使い所を見極めれば、上手く使えるようになった。
クロネの方と言えば━━━
河原付近で、生きるための狩りと、凶暴な獣にも対応出来るように飛び方・牽制の方法など試行錯誤の日々を送っていた。
あの時、助けてもらったオボロのために!何よりこれからの自分のために!
試行錯誤をしていくうちに、砂浜で気絶して記憶が曖昧であったこと、自分が【黒鳥】と言う種類であること、魔力的なものが宿っていることを思い出した!
━━!
(この魔力的なものは、役に立つかも)
確信するクロネ。
独り訓練の終わりとして、上流に生息してる大きな魚を狩ることにした。魚はオボロが、普段より美味しそうに食べているのを知ってるからだ!

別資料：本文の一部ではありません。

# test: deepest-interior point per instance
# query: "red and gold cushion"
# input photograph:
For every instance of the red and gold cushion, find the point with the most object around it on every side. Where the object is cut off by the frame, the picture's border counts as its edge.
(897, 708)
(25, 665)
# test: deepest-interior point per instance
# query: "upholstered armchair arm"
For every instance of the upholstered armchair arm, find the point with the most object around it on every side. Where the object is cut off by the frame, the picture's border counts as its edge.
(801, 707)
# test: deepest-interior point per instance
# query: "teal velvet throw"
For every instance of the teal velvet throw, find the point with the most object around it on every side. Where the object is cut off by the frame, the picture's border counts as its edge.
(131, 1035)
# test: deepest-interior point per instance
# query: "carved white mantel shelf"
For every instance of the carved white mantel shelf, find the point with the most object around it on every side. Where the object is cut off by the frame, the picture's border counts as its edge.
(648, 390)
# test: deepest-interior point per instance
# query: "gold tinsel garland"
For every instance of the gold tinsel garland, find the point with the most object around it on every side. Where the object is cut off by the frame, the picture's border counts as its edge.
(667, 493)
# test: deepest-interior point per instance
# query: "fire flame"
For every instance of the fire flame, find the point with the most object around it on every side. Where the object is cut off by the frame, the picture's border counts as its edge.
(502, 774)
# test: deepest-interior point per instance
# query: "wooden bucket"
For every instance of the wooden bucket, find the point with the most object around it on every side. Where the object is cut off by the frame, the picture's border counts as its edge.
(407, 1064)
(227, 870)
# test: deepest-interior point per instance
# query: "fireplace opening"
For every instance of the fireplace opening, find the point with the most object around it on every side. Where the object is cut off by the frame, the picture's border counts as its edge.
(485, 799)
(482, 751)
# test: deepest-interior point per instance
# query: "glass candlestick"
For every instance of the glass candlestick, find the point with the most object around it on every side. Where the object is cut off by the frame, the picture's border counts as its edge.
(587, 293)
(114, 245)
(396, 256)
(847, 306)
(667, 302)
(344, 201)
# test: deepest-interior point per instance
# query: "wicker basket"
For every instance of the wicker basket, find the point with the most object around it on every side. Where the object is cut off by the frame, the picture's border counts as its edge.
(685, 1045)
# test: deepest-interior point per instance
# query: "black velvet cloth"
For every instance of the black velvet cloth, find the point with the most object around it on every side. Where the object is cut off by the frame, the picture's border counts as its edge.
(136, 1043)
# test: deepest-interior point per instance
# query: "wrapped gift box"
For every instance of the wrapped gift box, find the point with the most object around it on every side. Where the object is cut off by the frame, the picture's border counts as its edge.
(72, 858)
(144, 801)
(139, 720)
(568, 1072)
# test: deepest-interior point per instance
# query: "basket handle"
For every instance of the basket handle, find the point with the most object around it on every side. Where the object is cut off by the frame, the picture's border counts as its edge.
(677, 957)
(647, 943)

……心鎮め、水面近くに来る獲物を目で追い………一気に滑空!!鋭いかぎ爪で腹を刺し、そのまま掴む!!
意気揚々にそのまま寝床の洞窟へ向かうクロネ。
クロネの頭の中は……喜ぶであろうオボロの姿ばかり………。
森を抜け━━
砂浜に出た時━━
真横と斜め上方から勢いよく、何個も石が飛んでくる!!
━━━!!
気付いた時には遅い!
羽を、背中を、無数の石が襲う!!
(迂闊だった………全く警戒してなかった!)
悔やむクロネ………。
バランス崩し砂浜へ落ちる━━━
「キッ!キキキー」
猿たちが、一斉にクロネにのしかかる!!
(こんなに猿が!!??)
猿たちの重みで動けないクロネ!
そこへ槍持ちのトツが現れる!
「キキッ!キッ!」
何言ってるのかわからないクロネ。
━━と
槍の柄の方を頭に振り落とす!!
「グガ!グガガァァァァー!」
けたたましく泣き叫ぶクロネ!
(オボロに、この鳴き声が届いて欲しいと願い)
その後、クロネは意識を失う………。
猿たちはトツの指示でクロネを捕縛し、神輿に乗せ去っていった………。
砂浜には……
大きな魚の獲物が、寂しく放置されていた………。
その頃のオボロは━━
砂浜でクロネが襲われてるとは知らず、エネルギーの訓練で疲労したため、洞窟内で、昼寝をしていた………。